Virginie va donc se coller tout le trajet sous la pluie jusqu’à l’arrivée à Alta, mais grâce à un coup de chance et une certaine maîtrise de ma part du timing – sans me jeter des fleurs qui pourraient nous porter la poisse pour la fin du voyage – à peine arrive-t-on à Holme Husky et lodge que la pluie cesse.
Et tant mieux car le ranch à Husky est top. On doit virtuellement être les seuls touristes du lodge. Romain, un belge francophone qui vit ici depuis 7 ans et qui rentre tout juste de vacances dans les Lofoten ou il a plut la majorité du temps nous accueille. C’est lui d’ailleurs qui nous fera la visite des Husky demain.
La réception et la salle de restau donnent directement sur une partie du chenil et Noah fait déjà copain avec ses futurs amis à 4 pattes. Que des filles de ce côté. Elles sont en chaleur en ce moment du coup on les a séparées des mâles.
En allant vers notre chambre / tepee hyper moderne, on s’arrête voir les Husky. Romain propose de déposer nos affaires à notre chambre et de faire un premier tour du chenil.


Le Tepee (pas la forme) est dans l’esprit de ce qu’on aimerait bien faire en Sologne avec grande baie vitrée donnant sur la végétation. Noah est conquis. « C’est le meilleur endroit du séjour ».



Et ca ne va que s’améliorer car après avoir fait la connaissance de quelques Husky, Romain nous propose d’aller voir les plus jeunes du chenil. Et là, on se retrouve avec une portée de 9 chiots de 3 semaines avec leur maman. C’est d’une mignonnerie…








A peine rentrés dans notre tepee, il se met à pleuvoir. Si ce n’est pas parfaitement minuté ça… Le temps de se changer et on va se faire notre premier sauna du séjour avec Noah.
Dîner tous seuls devant le chenil. Plat unique de renne pour Noah et moi, et morue pour Virginie. Service en dessous de tout, mais comme on se dit avec Virginie en rentrant, s’il n’y avait pas l’activité Husky et qu’on devait noter l’établissement, ils se seraient fait massacrer, mais comme il y a les Husky, on pardonne volontiers. C’est bien notre problème en Sologne en ce moment. L’équipe sur place n’arrive pas à percevoir cela. En sous-effectif, ils dégomment les activités malgré mes demandes et produisent un service tout au plus correct devant les absences sur les fondamentaux et donc ponctuellement in prend un plomb parce que les activités ne nous sauvent plus la mise. Allez, retour aux vacances, on verra les problèmes ensuite. C’est pas comme si à 3 000 km de là je pouvais beaucoup influer sur les évènements. Espérons que ça tienne.

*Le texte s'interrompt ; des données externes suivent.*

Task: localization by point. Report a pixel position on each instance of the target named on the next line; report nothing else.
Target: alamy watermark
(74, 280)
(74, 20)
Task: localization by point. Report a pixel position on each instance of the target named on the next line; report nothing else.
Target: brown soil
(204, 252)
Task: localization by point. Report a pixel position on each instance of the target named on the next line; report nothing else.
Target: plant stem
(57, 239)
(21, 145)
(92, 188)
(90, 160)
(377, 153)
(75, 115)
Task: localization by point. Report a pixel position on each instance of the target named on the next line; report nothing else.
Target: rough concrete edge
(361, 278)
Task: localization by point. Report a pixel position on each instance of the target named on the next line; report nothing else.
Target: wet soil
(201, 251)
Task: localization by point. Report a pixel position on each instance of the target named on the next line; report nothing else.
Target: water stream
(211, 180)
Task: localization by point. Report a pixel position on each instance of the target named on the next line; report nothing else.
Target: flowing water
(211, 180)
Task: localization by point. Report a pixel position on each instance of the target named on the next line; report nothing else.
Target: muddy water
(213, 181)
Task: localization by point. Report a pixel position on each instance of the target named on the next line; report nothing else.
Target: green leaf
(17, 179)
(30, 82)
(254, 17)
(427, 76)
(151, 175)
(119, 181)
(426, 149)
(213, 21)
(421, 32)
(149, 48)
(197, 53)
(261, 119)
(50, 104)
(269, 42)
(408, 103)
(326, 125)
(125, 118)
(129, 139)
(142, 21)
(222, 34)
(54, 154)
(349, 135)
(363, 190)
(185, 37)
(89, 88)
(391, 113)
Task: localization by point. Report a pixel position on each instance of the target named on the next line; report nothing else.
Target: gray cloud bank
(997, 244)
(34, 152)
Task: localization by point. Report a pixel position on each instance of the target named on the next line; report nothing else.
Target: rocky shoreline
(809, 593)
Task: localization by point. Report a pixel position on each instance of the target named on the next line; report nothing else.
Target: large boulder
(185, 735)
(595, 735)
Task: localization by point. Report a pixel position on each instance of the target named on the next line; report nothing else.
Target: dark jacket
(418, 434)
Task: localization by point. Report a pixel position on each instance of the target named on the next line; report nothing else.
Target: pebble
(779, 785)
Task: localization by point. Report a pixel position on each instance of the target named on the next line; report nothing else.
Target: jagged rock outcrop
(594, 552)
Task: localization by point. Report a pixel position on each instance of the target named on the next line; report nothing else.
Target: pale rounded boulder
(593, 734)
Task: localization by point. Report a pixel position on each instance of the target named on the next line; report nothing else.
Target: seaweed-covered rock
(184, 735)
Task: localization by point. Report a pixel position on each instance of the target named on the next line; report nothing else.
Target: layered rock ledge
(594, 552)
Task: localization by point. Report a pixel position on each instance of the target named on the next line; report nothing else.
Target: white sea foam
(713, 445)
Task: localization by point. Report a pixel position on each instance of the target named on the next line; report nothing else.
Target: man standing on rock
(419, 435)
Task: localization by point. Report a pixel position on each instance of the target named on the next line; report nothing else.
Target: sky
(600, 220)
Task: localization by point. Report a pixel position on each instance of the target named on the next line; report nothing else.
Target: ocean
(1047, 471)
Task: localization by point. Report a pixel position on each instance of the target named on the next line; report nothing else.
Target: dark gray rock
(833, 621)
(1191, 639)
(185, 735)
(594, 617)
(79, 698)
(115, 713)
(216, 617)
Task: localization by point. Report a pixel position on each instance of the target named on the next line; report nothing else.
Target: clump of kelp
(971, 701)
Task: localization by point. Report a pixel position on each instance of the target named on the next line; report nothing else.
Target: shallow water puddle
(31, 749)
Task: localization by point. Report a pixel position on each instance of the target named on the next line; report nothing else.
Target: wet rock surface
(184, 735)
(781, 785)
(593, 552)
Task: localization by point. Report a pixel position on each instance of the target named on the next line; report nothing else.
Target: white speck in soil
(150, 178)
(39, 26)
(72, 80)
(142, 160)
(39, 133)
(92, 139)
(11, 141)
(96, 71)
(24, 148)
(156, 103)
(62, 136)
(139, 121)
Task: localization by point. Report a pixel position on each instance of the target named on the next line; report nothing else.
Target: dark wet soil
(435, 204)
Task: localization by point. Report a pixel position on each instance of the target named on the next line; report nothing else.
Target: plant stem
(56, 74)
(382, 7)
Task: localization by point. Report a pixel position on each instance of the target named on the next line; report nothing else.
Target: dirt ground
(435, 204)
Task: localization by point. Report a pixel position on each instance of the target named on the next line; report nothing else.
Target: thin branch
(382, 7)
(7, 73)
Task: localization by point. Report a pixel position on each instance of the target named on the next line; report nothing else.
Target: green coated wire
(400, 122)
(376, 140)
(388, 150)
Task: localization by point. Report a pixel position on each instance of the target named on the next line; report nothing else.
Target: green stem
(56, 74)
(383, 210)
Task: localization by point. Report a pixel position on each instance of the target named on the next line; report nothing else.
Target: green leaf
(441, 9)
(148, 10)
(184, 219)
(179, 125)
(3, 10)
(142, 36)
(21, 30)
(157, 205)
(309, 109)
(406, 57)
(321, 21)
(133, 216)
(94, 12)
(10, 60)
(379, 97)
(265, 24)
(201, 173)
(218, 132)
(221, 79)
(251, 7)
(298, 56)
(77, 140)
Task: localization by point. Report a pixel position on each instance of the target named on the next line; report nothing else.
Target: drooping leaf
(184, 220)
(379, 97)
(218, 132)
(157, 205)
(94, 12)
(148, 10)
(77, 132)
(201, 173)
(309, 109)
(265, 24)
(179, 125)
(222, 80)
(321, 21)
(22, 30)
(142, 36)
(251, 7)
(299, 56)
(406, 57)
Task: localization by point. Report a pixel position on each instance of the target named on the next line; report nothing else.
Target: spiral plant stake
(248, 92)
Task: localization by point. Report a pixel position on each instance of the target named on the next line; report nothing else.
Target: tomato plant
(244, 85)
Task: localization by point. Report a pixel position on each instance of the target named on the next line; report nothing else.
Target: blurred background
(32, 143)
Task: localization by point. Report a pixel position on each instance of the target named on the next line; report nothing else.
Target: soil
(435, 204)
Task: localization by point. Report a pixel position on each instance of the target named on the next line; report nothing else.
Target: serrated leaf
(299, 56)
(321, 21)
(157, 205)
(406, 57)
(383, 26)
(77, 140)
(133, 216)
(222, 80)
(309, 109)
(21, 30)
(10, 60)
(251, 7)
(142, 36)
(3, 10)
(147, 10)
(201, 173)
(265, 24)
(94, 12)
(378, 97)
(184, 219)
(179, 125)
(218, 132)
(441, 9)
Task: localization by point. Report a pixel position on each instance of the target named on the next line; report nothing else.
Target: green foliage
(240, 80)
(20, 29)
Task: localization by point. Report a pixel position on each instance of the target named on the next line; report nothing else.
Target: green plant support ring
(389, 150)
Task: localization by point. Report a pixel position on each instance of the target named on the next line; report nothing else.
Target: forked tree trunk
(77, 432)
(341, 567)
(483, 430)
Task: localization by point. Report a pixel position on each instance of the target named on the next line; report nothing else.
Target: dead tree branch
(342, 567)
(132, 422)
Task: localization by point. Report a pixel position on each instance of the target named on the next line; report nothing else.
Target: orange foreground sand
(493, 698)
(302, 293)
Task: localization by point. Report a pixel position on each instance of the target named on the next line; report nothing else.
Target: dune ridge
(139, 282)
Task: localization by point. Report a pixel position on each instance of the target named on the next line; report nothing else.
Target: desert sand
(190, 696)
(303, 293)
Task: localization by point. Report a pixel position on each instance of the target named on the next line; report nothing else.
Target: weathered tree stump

Au moment de se coucher, on a aménagé le super canapé lit pour Noah. Nous on dort en haut dans la mezzanine avec 5 m de hauteur sous plafond. Noah cherche à négocier pour dormir encore avec nous. On coupe en deux. Il dort dans son lit et pourra venir quand il se réveille. Heure estimée avec le soleil : 3h25 a priori. Comme il le dit si bien au moment ou je lui dit bonne nuit, « A tout à l’heure » et non pas à demain. Tout est dit.